A subversion repository size of 5.2 GB with 339 revisions.
When I run the backup using Perl script the end result of file size was 28 GB.
Can I know, how this could be possible. I am confused.
Backup Script below.
#!/usr/bin/perl
my $svn_repo = "/subversion/REPONAME";
my $bkup_dir = "/mnt/Subversion/SVN-Backups/REPO_DIR/";
my $bkup_file = "REPONAME_backup-";
my $bkup_svr = "my.backup.com";
my $bkup_svr_login = "backup";
$bkup_file = $bkup_file . `date +%Y%m%d-%H%M`;
chomp $bkup_file;
my $youngest = `svnlook youngest $svn_repo`;
chomp $youngest;
my $dump_command = "svnadmin -q dump $svn_repo > $bkup_dir/$bkup_file";
print "\nDumping Subversion repo $svn_repo to $bkup_file...\n";
print `$dump_command`;
print "Backing up through revision $youngest... \n";
print "\nCompressing dump file...\n";
print `gzip -9 $bkup_dir/$bkup_file\n`;
chomp $bkup_file;
my $zipped_file = $bkup_dir . "/" . $bkup_file . ".gz";
print "\nCreated $zipped_file\n";
Subversion uses sophisticated compression. However you gziped your backup using maximum compression and your backup file is still much larger than the repository. If your repository includes many identical files this could be explained by representation sharing:
To further shrink your backup file you could switch the algorithm. The compression rates of bzip2 ore LZMA are better, but they are slower than gzip.
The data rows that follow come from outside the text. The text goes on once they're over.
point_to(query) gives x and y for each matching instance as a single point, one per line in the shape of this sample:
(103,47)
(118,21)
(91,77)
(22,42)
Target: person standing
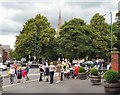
(12,74)
(19,74)
(58,72)
(52,70)
(24,73)
(46,73)
(41,69)
(27,71)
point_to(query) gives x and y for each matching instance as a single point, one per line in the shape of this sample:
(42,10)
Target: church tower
(59,24)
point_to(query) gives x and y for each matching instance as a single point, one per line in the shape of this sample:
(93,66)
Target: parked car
(3,67)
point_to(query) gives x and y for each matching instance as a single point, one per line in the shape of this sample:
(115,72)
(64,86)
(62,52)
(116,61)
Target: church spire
(59,24)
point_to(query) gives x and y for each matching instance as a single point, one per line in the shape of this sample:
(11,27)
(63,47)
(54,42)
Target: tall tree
(101,36)
(35,37)
(74,39)
(116,27)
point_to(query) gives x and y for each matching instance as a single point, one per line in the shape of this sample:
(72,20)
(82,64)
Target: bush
(94,72)
(81,70)
(111,76)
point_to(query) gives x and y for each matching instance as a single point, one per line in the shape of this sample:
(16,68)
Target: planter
(1,83)
(82,76)
(95,79)
(112,88)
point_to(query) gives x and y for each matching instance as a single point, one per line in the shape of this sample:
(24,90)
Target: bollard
(1,83)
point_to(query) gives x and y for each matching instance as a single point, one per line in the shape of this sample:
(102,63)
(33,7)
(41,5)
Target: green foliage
(91,65)
(36,32)
(64,67)
(100,36)
(81,70)
(94,72)
(74,40)
(116,30)
(111,76)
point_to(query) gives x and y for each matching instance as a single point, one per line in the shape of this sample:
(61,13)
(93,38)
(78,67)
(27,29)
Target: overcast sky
(14,13)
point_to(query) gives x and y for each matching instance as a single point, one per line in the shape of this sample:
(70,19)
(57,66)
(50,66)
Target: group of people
(56,72)
(19,72)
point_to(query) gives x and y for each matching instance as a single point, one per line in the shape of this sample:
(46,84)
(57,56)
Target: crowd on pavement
(18,71)
(54,73)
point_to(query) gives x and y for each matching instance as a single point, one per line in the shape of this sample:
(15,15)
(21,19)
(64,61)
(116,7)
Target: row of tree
(77,39)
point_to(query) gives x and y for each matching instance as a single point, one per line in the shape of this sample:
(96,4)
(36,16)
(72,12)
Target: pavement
(66,86)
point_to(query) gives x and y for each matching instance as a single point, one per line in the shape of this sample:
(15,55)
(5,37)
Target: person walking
(52,70)
(24,73)
(12,74)
(41,70)
(19,74)
(58,72)
(46,73)
(27,71)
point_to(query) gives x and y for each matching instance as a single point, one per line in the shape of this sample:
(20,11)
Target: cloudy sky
(14,13)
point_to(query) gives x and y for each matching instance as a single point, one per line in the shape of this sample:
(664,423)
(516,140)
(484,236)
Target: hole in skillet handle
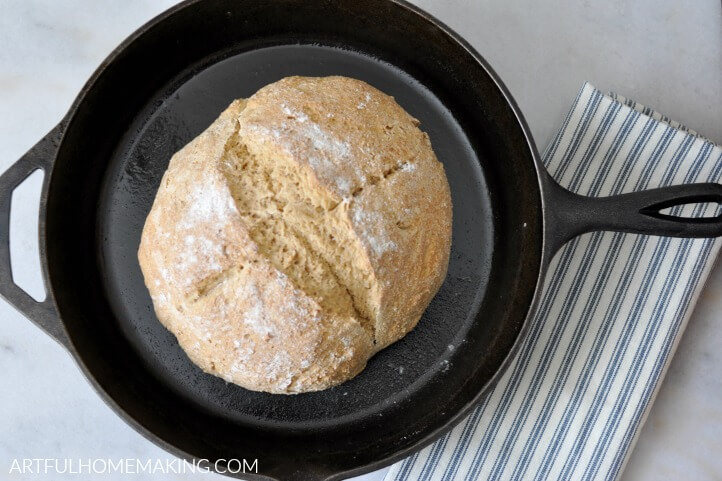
(674,211)
(40,156)
(24,246)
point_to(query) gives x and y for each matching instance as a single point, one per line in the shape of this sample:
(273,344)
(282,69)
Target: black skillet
(162,87)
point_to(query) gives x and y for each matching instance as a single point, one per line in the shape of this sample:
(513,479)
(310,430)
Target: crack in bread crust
(288,228)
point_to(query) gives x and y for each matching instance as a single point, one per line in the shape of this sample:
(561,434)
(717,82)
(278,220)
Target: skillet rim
(429,437)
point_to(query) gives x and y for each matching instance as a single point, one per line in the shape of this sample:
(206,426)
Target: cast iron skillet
(162,87)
You could test that by using
svn export
to export a version of the repository to a test directory. If you compress that export the same way you did in your backup script, then the resulting filesize should be about the same.This is why I use svadmin hotcopy to make backups instead of svnadmin dump. The disadvantage of hotcopy is you can't do incrementals until version 1.8. But hotcopy does at least give you the same compression as the subversion repostiory.